My attempt would be the following:
pylist = ['This is an apple', 'This is an orange', 'The pineapple is yellow', 'A grape is red']
stopwords = ['This', 'is', 'an', 'The']
stopwords = set(w.lower() for w in stopwords)
def remove_words(s, stopwords):
s_split = s.split()
s_filtered = [w for w in s_split if not w.lower() in stopwords]
return " ".join(s_filtered)
result = [remove_words(x, stopwords) for x in pylist]
with the result
being
['apple', 'orange', 'pineapple yellow', 'A grape red']
To get a reasonable efficient search (look-up in a set takes of course constant time), I stored the lower-case form of the stop words in a set. Usually removal of stop words should be case insensitive.
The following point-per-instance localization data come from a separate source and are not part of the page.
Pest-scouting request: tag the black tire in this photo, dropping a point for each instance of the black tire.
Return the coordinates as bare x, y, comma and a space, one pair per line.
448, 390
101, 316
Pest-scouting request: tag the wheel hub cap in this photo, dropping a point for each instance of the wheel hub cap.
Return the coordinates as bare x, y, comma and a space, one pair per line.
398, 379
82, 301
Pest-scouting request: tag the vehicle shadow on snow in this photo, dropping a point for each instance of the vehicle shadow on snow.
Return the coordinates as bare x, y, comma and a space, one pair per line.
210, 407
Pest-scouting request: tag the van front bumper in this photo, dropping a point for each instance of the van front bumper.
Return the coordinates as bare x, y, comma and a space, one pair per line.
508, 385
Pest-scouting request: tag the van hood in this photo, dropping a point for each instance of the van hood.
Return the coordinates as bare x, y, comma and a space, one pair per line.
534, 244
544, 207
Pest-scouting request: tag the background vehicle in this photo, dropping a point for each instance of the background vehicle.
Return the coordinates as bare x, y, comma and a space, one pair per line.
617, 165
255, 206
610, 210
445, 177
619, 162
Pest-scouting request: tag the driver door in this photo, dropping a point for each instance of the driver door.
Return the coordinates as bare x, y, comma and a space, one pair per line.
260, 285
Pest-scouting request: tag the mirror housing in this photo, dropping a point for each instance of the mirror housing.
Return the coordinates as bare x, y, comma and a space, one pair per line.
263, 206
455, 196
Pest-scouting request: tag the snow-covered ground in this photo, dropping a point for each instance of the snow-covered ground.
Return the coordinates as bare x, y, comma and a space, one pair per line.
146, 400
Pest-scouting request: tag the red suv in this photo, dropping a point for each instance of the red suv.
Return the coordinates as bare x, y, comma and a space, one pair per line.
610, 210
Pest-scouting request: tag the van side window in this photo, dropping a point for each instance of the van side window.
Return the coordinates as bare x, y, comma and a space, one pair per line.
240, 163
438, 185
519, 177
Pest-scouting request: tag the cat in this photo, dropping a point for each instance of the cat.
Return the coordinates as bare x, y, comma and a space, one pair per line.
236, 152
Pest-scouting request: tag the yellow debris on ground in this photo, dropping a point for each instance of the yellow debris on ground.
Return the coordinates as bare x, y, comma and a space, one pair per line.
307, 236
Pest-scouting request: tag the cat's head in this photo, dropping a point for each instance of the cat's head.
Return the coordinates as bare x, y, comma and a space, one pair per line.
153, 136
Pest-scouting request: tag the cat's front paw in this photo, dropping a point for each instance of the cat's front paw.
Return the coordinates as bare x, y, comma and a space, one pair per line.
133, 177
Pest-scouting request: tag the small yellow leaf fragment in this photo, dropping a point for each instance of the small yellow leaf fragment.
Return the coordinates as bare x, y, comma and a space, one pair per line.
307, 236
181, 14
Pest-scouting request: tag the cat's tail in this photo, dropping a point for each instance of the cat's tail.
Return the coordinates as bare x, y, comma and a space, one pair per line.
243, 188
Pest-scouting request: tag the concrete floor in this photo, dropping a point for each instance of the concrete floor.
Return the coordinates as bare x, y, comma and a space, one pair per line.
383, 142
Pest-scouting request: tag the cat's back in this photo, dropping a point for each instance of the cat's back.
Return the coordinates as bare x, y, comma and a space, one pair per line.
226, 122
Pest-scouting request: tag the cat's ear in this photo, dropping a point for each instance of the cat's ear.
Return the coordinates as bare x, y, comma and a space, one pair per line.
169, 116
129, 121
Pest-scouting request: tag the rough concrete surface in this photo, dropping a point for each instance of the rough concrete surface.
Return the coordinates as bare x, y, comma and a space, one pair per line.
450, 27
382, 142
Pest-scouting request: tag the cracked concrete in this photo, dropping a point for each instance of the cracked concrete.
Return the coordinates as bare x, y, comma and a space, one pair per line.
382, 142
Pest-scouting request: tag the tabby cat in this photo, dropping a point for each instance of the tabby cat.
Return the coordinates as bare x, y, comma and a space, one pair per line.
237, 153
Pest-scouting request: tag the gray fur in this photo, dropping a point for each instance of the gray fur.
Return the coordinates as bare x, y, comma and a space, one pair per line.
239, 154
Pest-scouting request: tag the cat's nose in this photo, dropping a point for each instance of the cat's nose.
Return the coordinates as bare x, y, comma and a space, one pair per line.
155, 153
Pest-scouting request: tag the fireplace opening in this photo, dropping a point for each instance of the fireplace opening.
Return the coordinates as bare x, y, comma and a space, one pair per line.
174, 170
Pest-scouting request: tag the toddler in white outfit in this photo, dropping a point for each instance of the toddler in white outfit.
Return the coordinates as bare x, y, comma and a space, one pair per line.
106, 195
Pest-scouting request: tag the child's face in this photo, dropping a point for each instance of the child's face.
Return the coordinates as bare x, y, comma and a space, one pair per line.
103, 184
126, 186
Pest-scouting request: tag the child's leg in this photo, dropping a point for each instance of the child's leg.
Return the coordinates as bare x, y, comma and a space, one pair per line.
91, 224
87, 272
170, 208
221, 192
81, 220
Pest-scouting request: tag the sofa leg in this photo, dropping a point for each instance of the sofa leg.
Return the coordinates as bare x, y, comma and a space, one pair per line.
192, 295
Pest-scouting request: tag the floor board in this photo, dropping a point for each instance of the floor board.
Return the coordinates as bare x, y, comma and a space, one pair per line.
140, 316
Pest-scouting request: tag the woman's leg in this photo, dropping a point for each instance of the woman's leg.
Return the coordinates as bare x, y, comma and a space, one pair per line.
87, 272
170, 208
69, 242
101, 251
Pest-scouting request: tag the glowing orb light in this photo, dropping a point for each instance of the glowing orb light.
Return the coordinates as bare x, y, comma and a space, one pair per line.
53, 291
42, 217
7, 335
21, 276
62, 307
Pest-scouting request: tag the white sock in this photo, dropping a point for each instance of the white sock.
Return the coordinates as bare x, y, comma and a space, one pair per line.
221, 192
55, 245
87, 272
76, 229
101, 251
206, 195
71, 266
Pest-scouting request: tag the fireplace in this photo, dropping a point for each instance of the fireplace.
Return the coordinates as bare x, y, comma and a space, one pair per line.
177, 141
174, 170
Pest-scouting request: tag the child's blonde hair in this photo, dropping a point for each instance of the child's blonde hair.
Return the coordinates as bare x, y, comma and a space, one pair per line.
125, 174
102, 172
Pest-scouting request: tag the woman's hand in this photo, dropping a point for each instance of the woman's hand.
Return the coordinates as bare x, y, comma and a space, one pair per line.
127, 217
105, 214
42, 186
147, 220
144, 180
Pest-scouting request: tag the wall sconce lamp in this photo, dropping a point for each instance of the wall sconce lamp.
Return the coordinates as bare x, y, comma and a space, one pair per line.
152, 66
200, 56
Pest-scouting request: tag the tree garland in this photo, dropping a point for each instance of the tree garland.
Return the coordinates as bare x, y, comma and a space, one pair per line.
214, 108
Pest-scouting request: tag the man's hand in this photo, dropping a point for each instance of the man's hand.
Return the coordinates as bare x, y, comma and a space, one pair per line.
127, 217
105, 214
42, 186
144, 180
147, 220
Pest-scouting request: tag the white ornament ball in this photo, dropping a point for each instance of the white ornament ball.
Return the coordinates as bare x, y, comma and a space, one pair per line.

Side-note: It is very often helpful or even necessary to remove stop words. But please be aware of the fact that there are cases where stop word-removal is not advisable: https://towardsdatascience.com/why-you-should-avoid-removing-stopwords-aa7a353d2a52
Update: When you are really sure that you need to get rid of all possible stop words, make sure you do not miss any - take yatu's advise: Have a look at nltk. Especially if in the next year you might be faced with the problem of having to add Spanish palabra de paradas, French mot d'arrêt and German Stopp-Wörter.
Upvotes: 2
Reputation: 88305
You could use a nested list comprehension, and define stopwords
as a set
to reduce the lookup complexity to O(1)
:
pylist=['This is an apple', 'This is an orange', 'The pineapple is yellow',
'A grape is red']
stopwords = set(['This', 'is', 'an', 'The'])
[' '.join([w for w in s.split() if w not in stopwords]) for s in pylist]
# ['apple', 'orange', 'pineapple yellow', 'A grape red']
Note however, that for a more general approach you can use the stopwords
from nltk
's english corpus:
from nltk.corpus import stopwords
stop_w = set(stopwords.words('english'))
[' '.join([w for w in s.split() if w.lower() not in stop_w]) for s in pylist]
# ['apple', 'orange', 'pineapple yellow', 'grape red']
Upvotes: 1